1

I am trying to search a text string in PHP. For this i am loading the complete webpage source into a variable using

$filename = "http://google.com/";
$filehandle = fopen($filename, "rt");
$contents = fread($filehandle, 10000);

Now to read the data inside the span id we have :

<span style="font-size:18px" id="countdown">4d 19h 34m 43s</span>

I have written the peice of code but it is not working for me:

$string = "id\=\"countdown\"";

if(strstr($contents,$string)) {
echo "found it.";
} else {
echo "not found.";
}

i wish to use some operator like (.+) we can use in PERL where if we make a string match with the syntax

~/abc(.+)ghi/

then data between abc,ghi is assigned to variable $1.

typedefcoder2
  • 300
  • 1
  • 10
  • 22
  • 1
    Firstly, do not try to parse html's with REGEX, read this - http://stackoverflow.com/questions/701166/can-you-provide-some-examples-of-why-it-is-hard-to-parse-xml-and-html-with-a-reg Secondly, your filename is Google.com, what are you trying to do?
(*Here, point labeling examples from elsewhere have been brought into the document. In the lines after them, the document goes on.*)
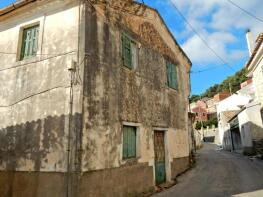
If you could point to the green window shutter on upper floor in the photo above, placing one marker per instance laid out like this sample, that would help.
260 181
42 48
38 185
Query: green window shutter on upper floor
126 51
29 42
129 142
171 75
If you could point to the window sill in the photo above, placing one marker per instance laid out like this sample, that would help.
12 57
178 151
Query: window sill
170 88
27 60
130 161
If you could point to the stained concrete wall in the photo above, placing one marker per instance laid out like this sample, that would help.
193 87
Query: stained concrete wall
258 76
35 97
251 128
115 95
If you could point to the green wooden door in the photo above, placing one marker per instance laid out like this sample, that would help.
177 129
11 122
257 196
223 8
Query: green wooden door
160 174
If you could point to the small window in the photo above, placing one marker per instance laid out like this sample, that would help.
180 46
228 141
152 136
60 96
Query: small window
171 75
129 52
129 142
29 42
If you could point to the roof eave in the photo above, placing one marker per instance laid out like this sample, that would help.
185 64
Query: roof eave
14 6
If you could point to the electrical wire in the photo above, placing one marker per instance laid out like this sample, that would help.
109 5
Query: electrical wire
201 38
205 70
41 92
247 12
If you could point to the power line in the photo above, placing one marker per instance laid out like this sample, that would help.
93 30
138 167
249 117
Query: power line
202 39
247 12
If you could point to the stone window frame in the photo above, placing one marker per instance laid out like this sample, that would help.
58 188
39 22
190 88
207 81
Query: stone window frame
168 83
138 143
167 150
134 51
26 25
35 29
Download the Internets? – GEMI Dec 10 '11 at 07:33

3 Answers3

0

The PHP equivalent of the Perl's:

if($var=~/abc(.+)ghi/) {
  print $1;
}

is:

if(preg_match('/abc(.+)ghi/', $var, $match) {
  print $match[1];
}

But to answer you original question of using regex to parse HTML, I suggest you look at proper HTML parsers.

codaddict
  • 445,704
  • 82
  • 492
  • 529
0

As far as your example goes; you don't need to escape the = sign:

$string = "id=\"countdown\"";

if(strstr($contents,$string)) {
  echo "found it.";
} else {
  echo "not found.";
}

Alternatively you can use single quotes:

$string = 'id="countdown"';

This should solve your strstr() call, but i agree with codaddict's suggestion to use preg_match().

dchrastil
  • 582
  • 3
  • 5
0

ok, lets take the preg_match approach; this will search in between the the span tags and pull out the data:

preg_match("/<span style="font-size:18px" id="countdown">(.+)<\/span>/", $contents);

which should output something similar to this:

Array
(
    [0] => <span style="font-size:18px" id="countdown">4d 19h 34m 43s</span>
    [1] => 4d 19h 34m 43s
)
dchrastil
  • 582
  • 3
  • 5